El Vaticano informó que el Pontíifice recibió al Prefecto de la Congregación de las Causas de los Santos, Cardenal Angelo Amato, y aprobó la promulgación del decreto que reconoce “el milagro atribuido a la intercesión del Beato Francisco Marto, nacido el 11 de junio de 1908 y muerto el 4 de abril de 1919, y de la Beata Jacinta Marto, nacida el 11 de marzo de 1910 y muerta el 20 de febrero de 1920”.
El milagro que permitirá la canonización de ambos pastorcitos es la curación de un niño brasileño.
Los hermanos Francisco y Jacinta fueron beatificados en el año 2000 por el Papa San Juan Pablo II.
Junto con su prima Lucía, fueron testigos de las apariciones de la Virgen María en Cova de Iría, en Fátima, entre mayo y octubre de 1917. Francisco tenía nueve años, Jacinta siete y Lucía diez.
En total, la Virgen se les apareció 6 veces. En la tercera aparición, el 13 de julio, la Virgen les reveló el Secreto de Fátima. Según las crónicas, Lucía se puso pálida y gritó de miedo llamando a la Virgen por su nombre. Hubo un trueno, y la visión terminó.
Durante el período de tiempo en que se produjeron las apariciones, los tres niños tuvieron que hacer frente a las incomprensiones de sus familias y vecinos, y a la persecución del gobierno portugués, profundamente anticlerical. Pero aceptaron esas dificultades con fe y valentía: “Si nos matan, no importa. Vamos al cielo”, decían.
Tras las apariciones, los tres pastorcitos siguieron su vida normal, hasta la muerte de Francisco y Jacinta.
Francisco mostró un espíritu de amor y reparación para con Dios ofendido, a pesar de su vida tan corta. Su gran preocupación era “consolar a Nuestro Señor”. Pasaba horas pensando en Dios, por lo que siempre fue considerado como un contemplativo.

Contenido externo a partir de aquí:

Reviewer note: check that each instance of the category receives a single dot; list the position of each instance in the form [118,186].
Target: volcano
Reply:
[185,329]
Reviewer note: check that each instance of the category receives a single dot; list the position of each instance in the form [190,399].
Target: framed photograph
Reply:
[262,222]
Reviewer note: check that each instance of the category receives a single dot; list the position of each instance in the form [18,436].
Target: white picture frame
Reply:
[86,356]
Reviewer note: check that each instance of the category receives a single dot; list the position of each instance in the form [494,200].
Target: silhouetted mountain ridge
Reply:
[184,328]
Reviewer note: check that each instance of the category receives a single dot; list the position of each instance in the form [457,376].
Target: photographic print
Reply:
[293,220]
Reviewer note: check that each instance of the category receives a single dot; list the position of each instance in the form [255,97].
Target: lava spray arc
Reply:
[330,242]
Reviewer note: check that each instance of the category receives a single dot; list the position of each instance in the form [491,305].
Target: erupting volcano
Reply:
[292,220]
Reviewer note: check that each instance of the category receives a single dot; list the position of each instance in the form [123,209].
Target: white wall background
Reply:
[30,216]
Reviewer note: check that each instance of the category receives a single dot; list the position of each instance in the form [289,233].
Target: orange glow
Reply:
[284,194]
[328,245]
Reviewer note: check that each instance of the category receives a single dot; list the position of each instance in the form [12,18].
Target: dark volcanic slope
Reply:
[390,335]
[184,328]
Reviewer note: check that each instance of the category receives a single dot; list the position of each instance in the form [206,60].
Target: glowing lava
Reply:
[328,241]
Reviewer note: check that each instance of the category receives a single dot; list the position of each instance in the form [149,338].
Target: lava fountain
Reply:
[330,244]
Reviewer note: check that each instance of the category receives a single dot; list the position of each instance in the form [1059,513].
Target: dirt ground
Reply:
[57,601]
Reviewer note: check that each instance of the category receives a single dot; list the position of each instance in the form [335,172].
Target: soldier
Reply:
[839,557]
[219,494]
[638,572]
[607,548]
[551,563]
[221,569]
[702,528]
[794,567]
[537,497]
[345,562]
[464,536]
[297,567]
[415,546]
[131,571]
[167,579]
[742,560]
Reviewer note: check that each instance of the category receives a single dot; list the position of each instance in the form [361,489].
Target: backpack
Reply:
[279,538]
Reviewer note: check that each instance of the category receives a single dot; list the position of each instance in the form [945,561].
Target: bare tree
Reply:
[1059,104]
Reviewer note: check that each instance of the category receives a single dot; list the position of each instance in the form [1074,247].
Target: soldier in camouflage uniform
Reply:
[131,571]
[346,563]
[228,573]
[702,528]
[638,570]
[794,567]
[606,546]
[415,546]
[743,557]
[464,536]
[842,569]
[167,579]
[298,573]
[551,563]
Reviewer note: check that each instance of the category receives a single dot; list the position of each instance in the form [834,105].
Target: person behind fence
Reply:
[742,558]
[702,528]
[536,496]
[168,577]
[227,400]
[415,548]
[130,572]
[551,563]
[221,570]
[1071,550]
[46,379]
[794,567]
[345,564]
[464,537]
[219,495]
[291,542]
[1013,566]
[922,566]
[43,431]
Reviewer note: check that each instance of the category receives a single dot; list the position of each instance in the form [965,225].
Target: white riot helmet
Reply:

Su precoz vocación de eremita fue reconocida en el decreto de heroicidad de virtudes, según el cual después de las apariciones “se escondía detrás de los árboles para rezar solo; otras veces subía a los lugares más elevados y solitarios y ahí se entregaba a la oración tan intensamente que no oía las voces de los que lo llamaban”.
La vida de Jacinta se caracterizó por el Espíritu de sacrificio, el amor al Corazón de María, al Santo Padre y a los pecadores. Llevada por la preocupación de la salvación de los pecadores y del desagravio al Corazón Inmaculado de María, de todo ofrecía un sacrificio a Dios.